Quem está no mercado de trabalho poderá aposentar-se com o benefício integral antes dos 60 anos, homem, ou dos 55 anos, mulher, se cumprir uma regra de transição. Por ela, haverá um acréscimo de 20% no tempo que falta para o benefício integral e a idade mínima será de 53 anos, homem, ou 48 anos, mulher. Um homem com 20 anos de serviço teria de trabalhar mais 15 anos para requerer o benefício, aos 35 anos de serviço, pelas regras em vigor. Após a mudança, para que ele requeira o benefício, o tempo de contribuição que falta, de 15 anos, será acrescido de 20%. Assim, o tempo que falta subirá para 18 anos. Ele poderá aposentar-se com a integral após 38 anos de contribuição (20 anos mais os 18 restantes) e se tiver completado 53 anos de idade.
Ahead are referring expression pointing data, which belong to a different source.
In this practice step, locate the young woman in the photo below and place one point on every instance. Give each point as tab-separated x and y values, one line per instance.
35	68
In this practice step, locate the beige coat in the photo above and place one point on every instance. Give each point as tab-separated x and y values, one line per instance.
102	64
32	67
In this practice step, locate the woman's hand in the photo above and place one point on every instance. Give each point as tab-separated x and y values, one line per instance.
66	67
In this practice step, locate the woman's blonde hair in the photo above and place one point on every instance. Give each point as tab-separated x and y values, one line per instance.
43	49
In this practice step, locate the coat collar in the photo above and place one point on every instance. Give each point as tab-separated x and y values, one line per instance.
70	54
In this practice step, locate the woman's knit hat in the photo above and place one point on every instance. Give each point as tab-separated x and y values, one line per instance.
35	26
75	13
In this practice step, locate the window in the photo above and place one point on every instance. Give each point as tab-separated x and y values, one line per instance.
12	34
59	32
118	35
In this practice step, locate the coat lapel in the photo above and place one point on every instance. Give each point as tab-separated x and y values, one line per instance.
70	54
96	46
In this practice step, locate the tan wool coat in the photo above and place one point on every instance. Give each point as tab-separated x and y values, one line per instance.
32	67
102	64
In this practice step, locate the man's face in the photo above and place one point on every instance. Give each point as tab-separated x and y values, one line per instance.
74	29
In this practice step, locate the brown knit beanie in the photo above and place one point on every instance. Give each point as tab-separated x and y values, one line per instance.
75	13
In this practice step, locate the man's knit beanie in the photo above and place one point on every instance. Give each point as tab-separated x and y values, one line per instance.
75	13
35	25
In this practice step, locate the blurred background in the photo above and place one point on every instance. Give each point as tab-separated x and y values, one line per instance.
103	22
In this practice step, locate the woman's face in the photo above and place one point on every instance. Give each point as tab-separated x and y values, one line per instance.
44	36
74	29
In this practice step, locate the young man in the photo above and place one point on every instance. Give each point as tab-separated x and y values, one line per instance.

O mesmo critério vale para a mulher: uma segurada com 20 anos de serviço terá acréscimo de 20%. Os 10 anos que faltam para a aposentadoria subirão para 12 anos. Ela poderá requerer o benefício após 32 anos de contribuição (20 anos mais 12), se tiver completado 48 anos de idade.
Quem completar o tempo exigido antes da reforma poderá pedir o benefício a qualquer tempo.